Perform sigma-clipping on the provided data.
The data will be iterated over, each time rejecting points that are
discrepant by more than a specified number of standard deviations from a
center value. If the data contains invalid values (NaNs or infs),
they are automatically masked before performing the sigma clipping.
For an object-oriented interface to sigma clipping, see
:func:`SigmaClip`.
.. note::
`scipy.stats.sigmaclip
<https://docs.scipy.org/doc/scipy/reference/generated/scipy.stats.sigmaclip.html>`_
provides a subset of the functionality in this function.
Parameters
----------
data : array-like
The data to be sigma clipped.
sigma : float, optional
The number of standard deviations to use for both the lower and
upper clipping limit. These limits are overridden by
``sigma_lower`` and ``sigma_upper``, if input. Defaults to 3.
sigma_lower : float or `None`, optional
The number of standard deviations to use as the lower bound for
the clipping limit. If `None` then the value of ``sigma`` is
used. Defaults to `None`.
sigma_upper : float or `None`, optional
The number of standard deviations to use as the upper bound for
the clipping limit. If `None` then the value of ``sigma`` is
used. Defaults to `None`.
iters : int or `None`, optional
The number of iterations to perform sigma clipping, or `None` to
clip until convergence is achieved (i.e., continue until the
last iteration clips nothing). Defaults to 5.

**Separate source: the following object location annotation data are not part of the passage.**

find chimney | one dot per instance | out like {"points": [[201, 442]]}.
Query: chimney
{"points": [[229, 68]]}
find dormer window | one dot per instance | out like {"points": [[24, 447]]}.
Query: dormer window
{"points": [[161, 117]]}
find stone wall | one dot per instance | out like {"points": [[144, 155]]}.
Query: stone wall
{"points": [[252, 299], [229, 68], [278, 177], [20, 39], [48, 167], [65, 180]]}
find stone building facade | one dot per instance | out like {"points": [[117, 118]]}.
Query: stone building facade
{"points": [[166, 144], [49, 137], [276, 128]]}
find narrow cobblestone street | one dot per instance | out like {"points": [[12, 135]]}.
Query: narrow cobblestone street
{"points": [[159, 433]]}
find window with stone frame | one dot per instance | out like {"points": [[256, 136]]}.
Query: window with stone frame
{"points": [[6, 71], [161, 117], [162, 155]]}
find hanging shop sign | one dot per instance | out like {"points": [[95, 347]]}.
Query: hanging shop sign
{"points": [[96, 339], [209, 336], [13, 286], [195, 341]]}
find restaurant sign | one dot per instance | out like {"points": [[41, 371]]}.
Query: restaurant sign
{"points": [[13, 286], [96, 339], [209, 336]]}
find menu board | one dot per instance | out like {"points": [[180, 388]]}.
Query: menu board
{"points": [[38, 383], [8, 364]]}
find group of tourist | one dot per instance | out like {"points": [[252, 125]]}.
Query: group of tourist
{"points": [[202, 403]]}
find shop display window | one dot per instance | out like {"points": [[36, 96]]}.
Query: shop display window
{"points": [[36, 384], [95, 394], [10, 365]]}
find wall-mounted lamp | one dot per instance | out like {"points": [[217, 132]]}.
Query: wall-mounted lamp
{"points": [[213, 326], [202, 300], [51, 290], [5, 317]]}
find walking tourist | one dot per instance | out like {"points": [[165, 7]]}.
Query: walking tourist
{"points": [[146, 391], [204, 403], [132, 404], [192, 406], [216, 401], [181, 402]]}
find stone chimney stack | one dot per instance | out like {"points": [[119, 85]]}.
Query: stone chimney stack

cenfunc : callable, optional
The function used to compute the center for the clipping. Must
be a callable that takes in a masked array and outputs the
central value. Defaults to the median (`numpy.ma.median`).
stdfunc : callable, optional
The function used to compute the standard deviation about the
center. Must be a callable that takes in a masked array and
outputs a width estimator. Masked (rejected) pixels are those
where::
deviation < (-sigma_lower * stdfunc(deviation))
deviation > (sigma_upper * stdfunc(deviation))
where::
deviation = data - cenfunc(data [,axis=int])
Defaults to the standard deviation (`numpy.std`).
axis : `None` or int or tuple of int, optional
If not `None`, clip along the given axis or axes. For this case,
``axis`` will be passed on to ``cenfunc`` and ``stdfunc``, which
are expected to return an array with the axis dimension(s) removed
(like the numpy functions). If `None`, clip over all axes.
Defaults to `None`.
copy : bool, optional
If `True`, the ``data`` array will be copied. If `False`, the
returned masked array data will contain the same array as
``data``. Defaults to `True`.
Returns
-------
filtered_data : `numpy.ma.MaskedArray`
A masked array with the same shape as ``data`` input, where the
points rejected by the algorithm have been masked.
Notes
-----
1. The routine works by calculating::
deviation = data - cenfunc(data [,axis=int])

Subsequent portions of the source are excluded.